RCA: regain de tension à Bossangoa

Après deux jours de calme relatif, des tirs nourris ont été entendus, mardi 17 septembre, autour et dans la ville de Bossangoa au nord-ouest de la Centrafrique. Dans ce secteur, un groupe armé avait pris le contrôle il y a dix jours de plusieurs localités. Bangui avait accusé des fidèles du président Bozizé et le camp du président déchu avait lui-même revendiqué la paternité de ces attaques. Ces nouveaux accrochages ont provoqué d'importants déplacements de population.



RCA: regain de tension à Bossangoa

La population de Bossangoa s'est une nouvelle fois réveillée au son des tirs mardi. Tout a débuté à 5 heures du matin dans les faubourgs de la ville. Les affrontements entre forces gouvernementales et assaillants se seraient ensuite concentrés autour du marché.

Par peur de représailles, la population, aussi bien catholique que musulmane, a trouvé refuge dans les deux seuls lieux de la ville sécurisés par la Force multinationale des Etats d'Afrique centrale (Fomac) : une école et la mission catholique.
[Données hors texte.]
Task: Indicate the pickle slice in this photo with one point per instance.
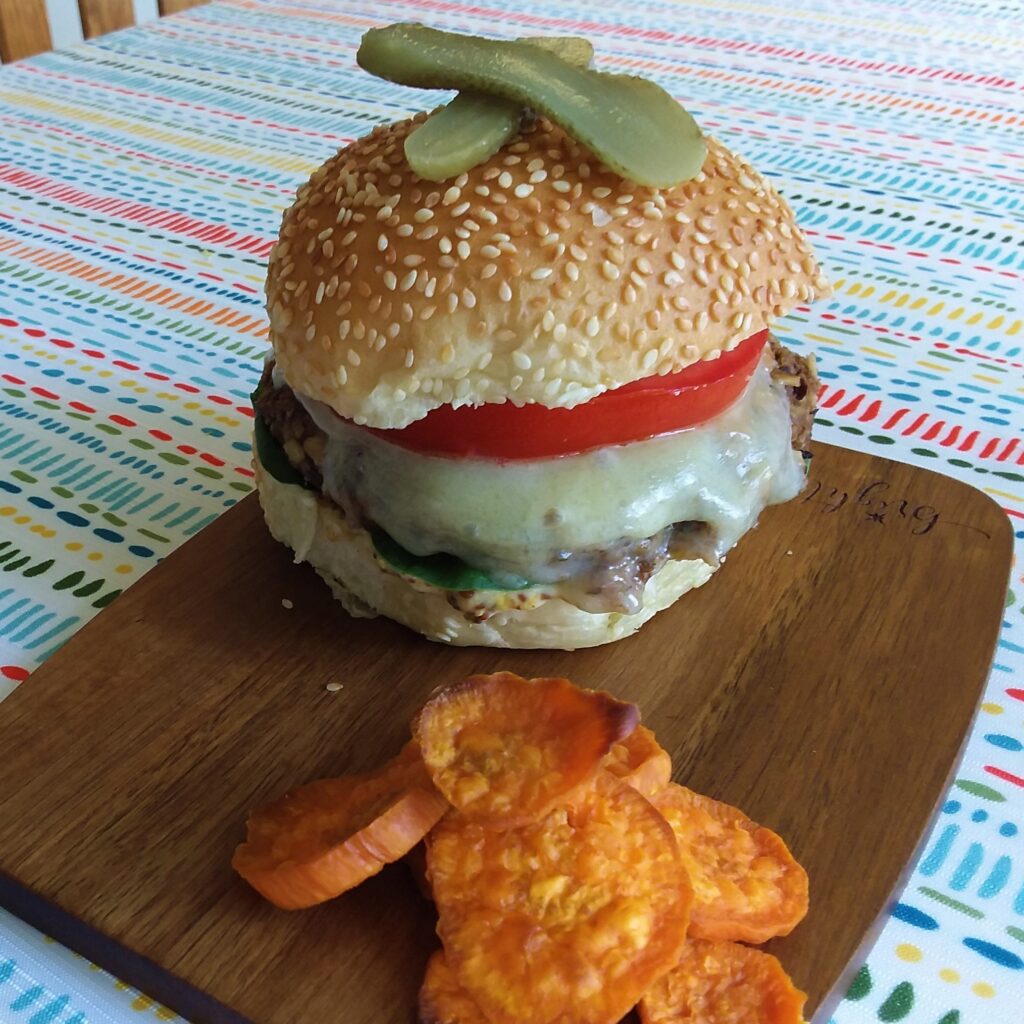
(474, 126)
(631, 124)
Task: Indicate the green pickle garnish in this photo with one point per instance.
(474, 125)
(631, 124)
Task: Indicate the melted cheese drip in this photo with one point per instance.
(528, 518)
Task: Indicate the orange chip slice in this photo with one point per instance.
(641, 761)
(508, 750)
(747, 885)
(323, 839)
(567, 919)
(442, 999)
(723, 983)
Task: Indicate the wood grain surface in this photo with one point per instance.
(24, 29)
(100, 16)
(822, 681)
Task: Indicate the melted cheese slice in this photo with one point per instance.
(528, 518)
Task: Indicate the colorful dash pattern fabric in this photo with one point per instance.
(141, 180)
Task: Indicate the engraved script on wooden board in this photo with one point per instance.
(842, 647)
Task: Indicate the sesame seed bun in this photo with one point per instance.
(315, 529)
(538, 276)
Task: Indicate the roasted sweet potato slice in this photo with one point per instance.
(442, 999)
(567, 919)
(323, 839)
(507, 750)
(747, 885)
(641, 761)
(723, 983)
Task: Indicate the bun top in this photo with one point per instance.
(537, 276)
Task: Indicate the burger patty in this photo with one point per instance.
(799, 376)
(611, 578)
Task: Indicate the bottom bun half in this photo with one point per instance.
(344, 556)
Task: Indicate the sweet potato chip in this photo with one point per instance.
(567, 919)
(442, 999)
(723, 983)
(323, 839)
(507, 750)
(416, 861)
(641, 761)
(747, 885)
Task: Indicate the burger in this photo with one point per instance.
(536, 402)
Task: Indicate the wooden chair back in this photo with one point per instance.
(25, 29)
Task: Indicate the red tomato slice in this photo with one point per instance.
(634, 412)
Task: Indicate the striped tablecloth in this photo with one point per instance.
(141, 180)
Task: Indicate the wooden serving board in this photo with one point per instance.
(822, 681)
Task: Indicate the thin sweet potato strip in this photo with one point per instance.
(747, 885)
(641, 761)
(723, 983)
(567, 919)
(508, 750)
(442, 999)
(321, 840)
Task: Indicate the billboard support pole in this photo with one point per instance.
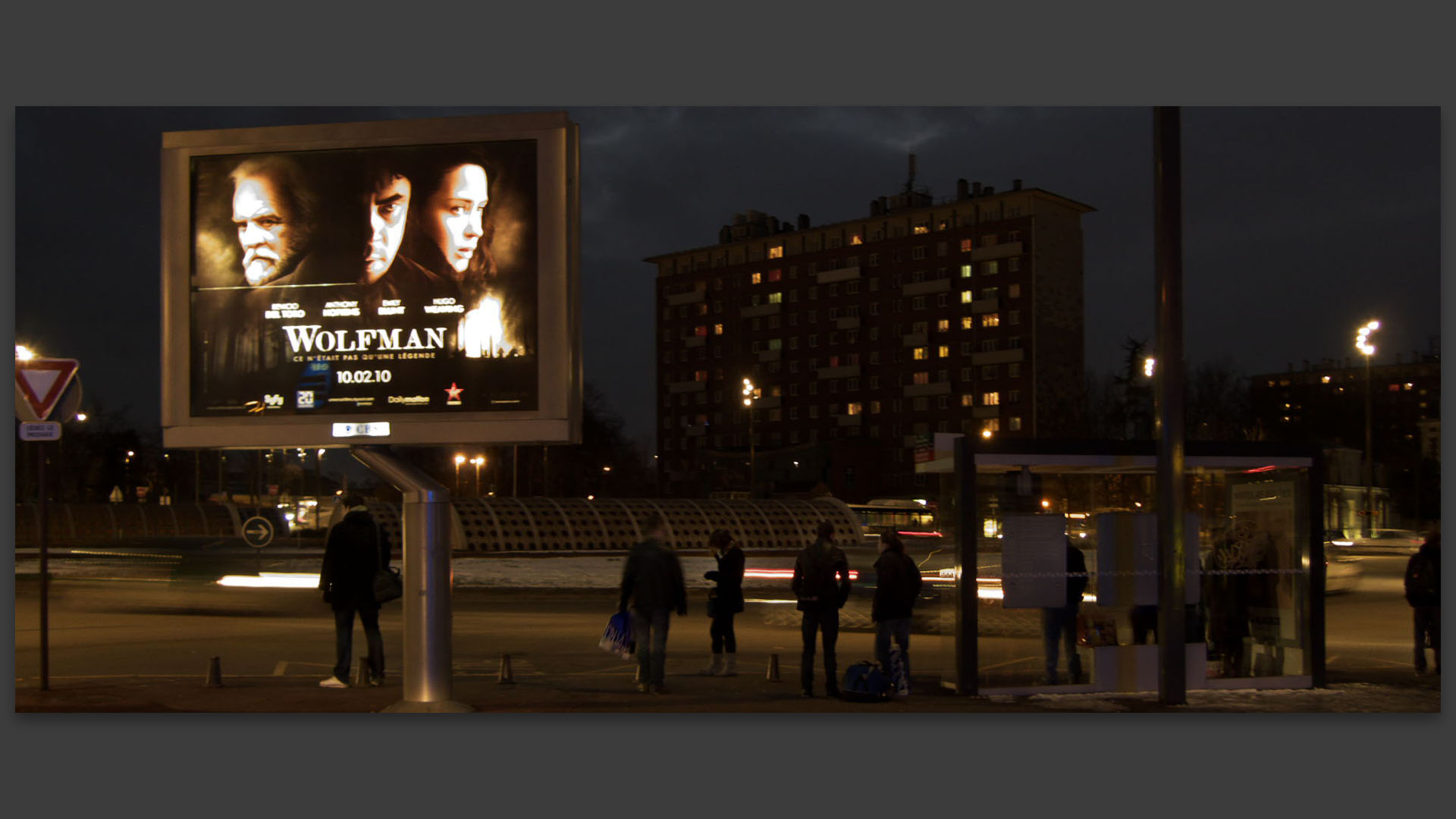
(427, 582)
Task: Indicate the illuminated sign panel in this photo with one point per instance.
(417, 278)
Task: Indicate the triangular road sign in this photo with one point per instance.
(42, 382)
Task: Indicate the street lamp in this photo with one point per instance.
(1363, 346)
(747, 401)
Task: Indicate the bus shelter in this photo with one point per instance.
(1050, 553)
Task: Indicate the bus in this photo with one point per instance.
(906, 518)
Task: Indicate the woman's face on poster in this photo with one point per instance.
(456, 213)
En 24 heures, le nombre de réfugiés aux abords de l'église est passé de 18 000 à près de 30 000.
 

Situation humanitaire difficile
 

« Nous sommes préoccupés par la situation humanitaire de la population. Les gens nous arrivent de tous les côtés et nous continuons à accueillir du monde, témoigne le vicaire de Bossangoa l'Abbé Frédéric Tonfio. Nous ne savons pas comment faire, nous ne faisons que les accueillir, mais la situation humanitaire est chaotique. Nous attendons la sécurité. Les gens veulent la paix. »
 

Mgr Dieudonné Nzapalainga, archevêque de Bangui  (Invité Afrique)
 

Difficile à l'heure actuelle de savoir précisément qui sont les assaillants. Il y a une dizaine de jours, des hommes se revendiquant fidèles à l'ancien président Bozizé avaient attaqué une position des ex-Seleka et des membres de la communauté musulmane. Des représailles contre la communauté chrétienne s'en étaient suivies. Au moins 40 personnes avaient perdu la vie dans la seule ville de Bossangoa.
 

La Centrafique bientôt au menu des Nations unies
 

Une réunion pour discuter du renforcement de la Force africaine en Centrafrique (Misca) se tiendra à New York, le 25 septembre, en marge de l'Assemblée générale des Nations unies. Sans une forte implication de la communauté internationale, la Centrafrique risque de plonger dans le chaos.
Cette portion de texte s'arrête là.